The Specter of Standardization, Open Mic Night, and Multimodality

A spectre is haunting writing centers – the spectre of standardization. All the powers of instruction have entered into an alliance to exorcise this spectre – directors and coordinators, tutors and consultants, administrators and faculty.
— me, today

While I do not want to dwell on the nuanced (maybe?) reference to The Communist Manifesto above, I do want to examine what I refer to as “the specter of standardization.” As writing center practitioners, we are, in one form or another, constantly navigating standard English, or some variety of standard English(es). When students submit papers in classes and visit writing centers, students may be asked, implicitly at least, to adjust their communication and compositions in order to accommodate the requirements of standard academic English. My use of the term accommodate in the previous sentence is quite deliberate: we must  make students aware that all forms in which they communicate are equally valuable and equally valid. In our center, as in many others, we emphasize the fact that college asks students to write for a particular academic discipline, audience, or community of thinkers.

To show that the writing center can be a space for expressing all of these forms, we have started holding Open Mic Night events. The peer tutors advertise, promote, and host these events in our theater space.
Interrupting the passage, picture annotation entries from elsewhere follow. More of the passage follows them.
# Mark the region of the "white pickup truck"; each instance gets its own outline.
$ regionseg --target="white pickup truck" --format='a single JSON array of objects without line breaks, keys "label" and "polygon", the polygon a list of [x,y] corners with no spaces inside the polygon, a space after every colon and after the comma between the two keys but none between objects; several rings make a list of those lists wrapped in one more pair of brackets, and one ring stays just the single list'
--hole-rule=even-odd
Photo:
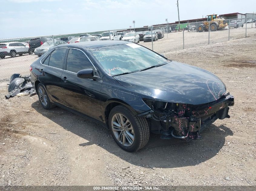
[{"label": "white pickup truck", "polygon": [[[110,34],[110,39],[109,39]],[[118,35],[116,32],[104,32],[102,33],[102,37],[100,38],[100,40],[121,40],[122,37],[121,35]]]}]

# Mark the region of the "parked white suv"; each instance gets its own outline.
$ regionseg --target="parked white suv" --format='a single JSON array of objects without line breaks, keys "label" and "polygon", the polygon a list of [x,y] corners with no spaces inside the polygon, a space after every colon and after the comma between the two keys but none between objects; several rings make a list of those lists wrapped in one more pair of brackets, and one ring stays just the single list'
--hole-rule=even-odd
[{"label": "parked white suv", "polygon": [[32,54],[33,51],[29,50],[28,44],[25,43],[13,42],[0,43],[0,58],[4,58],[6,56],[12,58],[15,57],[17,54],[20,56],[23,54]]},{"label": "parked white suv", "polygon": [[[109,39],[109,34],[110,39]],[[121,40],[122,37],[121,35],[118,35],[116,32],[104,32],[102,33],[102,37],[100,39],[100,40]]]},{"label": "parked white suv", "polygon": [[228,25],[229,27],[234,27],[234,28],[238,28],[239,27],[244,27],[244,23],[242,22],[240,20],[237,21],[231,21],[229,23]]}]

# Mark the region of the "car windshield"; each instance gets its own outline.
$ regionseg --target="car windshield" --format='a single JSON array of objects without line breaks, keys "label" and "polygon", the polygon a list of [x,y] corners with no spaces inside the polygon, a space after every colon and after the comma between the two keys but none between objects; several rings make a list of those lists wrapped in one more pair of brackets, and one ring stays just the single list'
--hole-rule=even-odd
[{"label": "car windshield", "polygon": [[47,41],[43,44],[41,46],[50,46],[53,44],[53,41]]},{"label": "car windshield", "polygon": [[80,39],[79,42],[86,42],[87,41],[90,41],[90,39],[88,38],[82,38]]},{"label": "car windshield", "polygon": [[74,38],[71,39],[70,41],[75,41],[78,40],[78,38]]},{"label": "car windshield", "polygon": [[[154,31],[153,31],[152,32],[152,33],[153,34],[155,34],[155,32]],[[145,34],[145,35],[148,35],[148,34],[151,34],[151,31],[148,31],[146,33],[146,34]]]},{"label": "car windshield", "polygon": [[133,37],[134,36],[134,33],[126,33],[124,36],[124,37]]},{"label": "car windshield", "polygon": [[136,72],[170,61],[148,49],[128,43],[88,49],[110,76]]},{"label": "car windshield", "polygon": [[102,36],[108,37],[109,36],[109,33],[110,33],[110,35],[113,35],[113,33],[102,33]]}]

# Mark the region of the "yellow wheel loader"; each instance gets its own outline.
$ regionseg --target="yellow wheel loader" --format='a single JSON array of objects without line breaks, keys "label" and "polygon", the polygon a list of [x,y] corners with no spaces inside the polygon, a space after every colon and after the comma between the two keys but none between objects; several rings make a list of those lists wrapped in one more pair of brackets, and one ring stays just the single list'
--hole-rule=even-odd
[{"label": "yellow wheel loader", "polygon": [[[210,21],[210,22],[209,22]],[[207,15],[207,21],[200,24],[198,27],[197,30],[199,32],[208,31],[210,23],[210,30],[215,31],[217,30],[222,30],[228,26],[226,20],[223,18],[217,18],[217,14]]]}]

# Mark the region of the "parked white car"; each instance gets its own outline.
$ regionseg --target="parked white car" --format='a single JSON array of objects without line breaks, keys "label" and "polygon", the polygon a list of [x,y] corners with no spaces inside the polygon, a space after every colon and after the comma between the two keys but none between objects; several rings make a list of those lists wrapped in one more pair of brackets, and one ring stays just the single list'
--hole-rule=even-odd
[{"label": "parked white car", "polygon": [[[110,39],[109,35],[110,34]],[[118,35],[116,32],[104,32],[102,33],[102,37],[100,39],[100,40],[121,40],[122,37],[120,35]]]},{"label": "parked white car", "polygon": [[124,35],[122,40],[138,43],[140,42],[140,35],[137,33],[128,33]]},{"label": "parked white car", "polygon": [[21,56],[23,54],[32,54],[33,52],[28,50],[28,44],[25,43],[14,42],[0,43],[0,58],[4,58],[6,56],[12,58],[17,54]]},{"label": "parked white car", "polygon": [[238,20],[237,21],[236,20],[231,21],[229,22],[229,24],[228,24],[228,27],[229,27],[238,28],[239,27],[244,27],[244,23],[242,23],[240,20]]},{"label": "parked white car", "polygon": [[68,44],[70,43],[79,43],[80,42],[80,39],[81,39],[81,37],[76,37],[75,38],[73,38],[72,39],[70,39],[69,41],[68,42]]}]

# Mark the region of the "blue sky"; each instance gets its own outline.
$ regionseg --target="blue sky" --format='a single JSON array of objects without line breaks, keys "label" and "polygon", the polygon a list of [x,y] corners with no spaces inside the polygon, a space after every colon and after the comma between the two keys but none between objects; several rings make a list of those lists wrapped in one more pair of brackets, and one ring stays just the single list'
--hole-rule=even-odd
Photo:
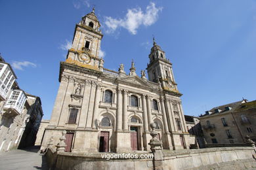
[{"label": "blue sky", "polygon": [[0,0],[0,52],[49,119],[75,25],[95,6],[104,67],[145,69],[152,35],[173,63],[185,114],[256,94],[256,1]]}]

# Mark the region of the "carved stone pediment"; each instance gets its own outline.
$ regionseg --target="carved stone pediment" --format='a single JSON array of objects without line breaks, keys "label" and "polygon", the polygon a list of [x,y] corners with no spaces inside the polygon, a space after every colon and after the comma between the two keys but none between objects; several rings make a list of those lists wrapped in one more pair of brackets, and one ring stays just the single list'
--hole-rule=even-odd
[{"label": "carved stone pediment", "polygon": [[152,88],[151,86],[144,80],[141,78],[139,78],[137,76],[125,76],[121,77],[119,79],[121,82],[123,83],[133,84],[134,85],[139,85],[142,86],[145,86],[147,88]]},{"label": "carved stone pediment", "polygon": [[82,101],[83,95],[77,94],[71,94],[71,101],[79,101],[79,103]]}]

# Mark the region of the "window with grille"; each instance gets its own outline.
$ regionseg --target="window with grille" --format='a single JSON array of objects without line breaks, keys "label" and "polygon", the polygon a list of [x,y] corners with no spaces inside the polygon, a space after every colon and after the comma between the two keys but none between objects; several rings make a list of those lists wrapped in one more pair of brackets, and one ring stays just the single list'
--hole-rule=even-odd
[{"label": "window with grille", "polygon": [[155,99],[153,99],[153,109],[158,110],[158,101]]},{"label": "window with grille", "polygon": [[104,101],[106,103],[112,103],[112,92],[111,92],[110,90],[106,90]]},{"label": "window with grille", "polygon": [[138,123],[138,120],[135,118],[131,118],[131,122],[133,123]]},{"label": "window with grille", "polygon": [[232,138],[230,131],[229,129],[226,130],[226,133],[228,138]]},{"label": "window with grille", "polygon": [[224,118],[221,118],[221,121],[223,122],[223,124],[224,126],[227,126],[228,124],[226,122],[226,119]]},{"label": "window with grille", "polygon": [[90,22],[89,23],[89,27],[93,27],[93,22]]},{"label": "window with grille", "polygon": [[133,107],[138,107],[138,98],[135,95],[131,96],[131,105]]},{"label": "window with grille", "polygon": [[160,128],[159,126],[158,123],[157,122],[154,122],[154,123],[155,123],[155,124],[156,124],[156,129],[160,129]]},{"label": "window with grille", "polygon": [[3,73],[0,77],[0,88],[1,92],[6,96],[15,80],[15,77],[9,66],[4,66],[3,64],[0,65],[0,71],[3,69]]},{"label": "window with grille", "polygon": [[77,112],[78,109],[77,109],[72,108],[70,109],[70,117],[68,118],[68,124],[75,124]]},{"label": "window with grille", "polygon": [[250,127],[248,127],[248,128],[247,128],[247,131],[248,131],[248,133],[252,133],[253,132],[253,130],[251,129],[251,128]]},{"label": "window with grille", "polygon": [[175,118],[175,121],[178,130],[181,130],[181,120],[179,118]]},{"label": "window with grille", "polygon": [[104,117],[101,120],[101,126],[110,126],[110,120],[108,117]]}]

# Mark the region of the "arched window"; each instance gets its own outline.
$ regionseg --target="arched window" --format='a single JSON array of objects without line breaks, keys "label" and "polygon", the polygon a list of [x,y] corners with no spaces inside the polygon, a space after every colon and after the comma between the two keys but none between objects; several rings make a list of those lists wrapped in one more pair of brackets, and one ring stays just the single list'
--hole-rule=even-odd
[{"label": "arched window", "polygon": [[137,119],[135,118],[131,118],[131,122],[138,123],[138,119]]},{"label": "arched window", "polygon": [[106,90],[104,101],[106,103],[112,103],[112,94],[113,93],[110,90]]},{"label": "arched window", "polygon": [[158,101],[156,99],[153,99],[153,109],[158,110]]},{"label": "arched window", "polygon": [[101,126],[110,126],[110,120],[108,117],[104,117],[101,120]]},{"label": "arched window", "polygon": [[138,98],[135,95],[131,96],[131,105],[133,107],[138,107]]},{"label": "arched window", "polygon": [[93,22],[90,22],[89,23],[89,26],[91,27],[93,27]]},{"label": "arched window", "polygon": [[154,123],[155,123],[155,124],[156,124],[156,129],[160,129],[160,128],[159,127],[158,123],[157,122],[156,122],[156,121],[154,122]]}]

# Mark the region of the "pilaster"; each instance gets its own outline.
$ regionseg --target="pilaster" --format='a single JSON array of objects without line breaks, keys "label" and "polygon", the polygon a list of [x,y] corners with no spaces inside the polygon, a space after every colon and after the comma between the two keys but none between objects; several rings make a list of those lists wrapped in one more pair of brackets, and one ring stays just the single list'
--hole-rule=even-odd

Students share short stories, poetry, anecdotes, and even excerpts from essays (yes, that really happens!). I have been consistently impressed by the wonderful work of the peer tutors and the encouraging and empathetic space they are able to create.

I have not, however, reflected upon the multimodal nature of our Open Mic events until quite recently. The SWCA 2017 conference declared, “Welcome to Today’s Multimodal Writing Center.” While I have been thinking about multimodality in my own center, I have not considered the ways in which our events outside of the center are multimodal. The New London Group’s classifications of the different modes of meaning – visualgesturallinguisticspatial, and audio – are all wondrously part of our Open Mic Night event. Texts that have been written down are, to borrow a term from Bolter and Grusin, remediated.  Emphatic hands gestures, dramatic shifts in tone of voice, and the sound of a ukulele are just some of the highlights from our last Open Mic Night. A backdrop for the college’s upcoming theater production of Charlie and the Chocolate Factory both looms awkwardly in the background and blends in seamlessly.

Open Mic Night, then, emerges as a multimodal experience, one that exists outside of the space of our center and mobilizes all five of the New London Group’s modes of meaning in order to exorcise the specter of standardization.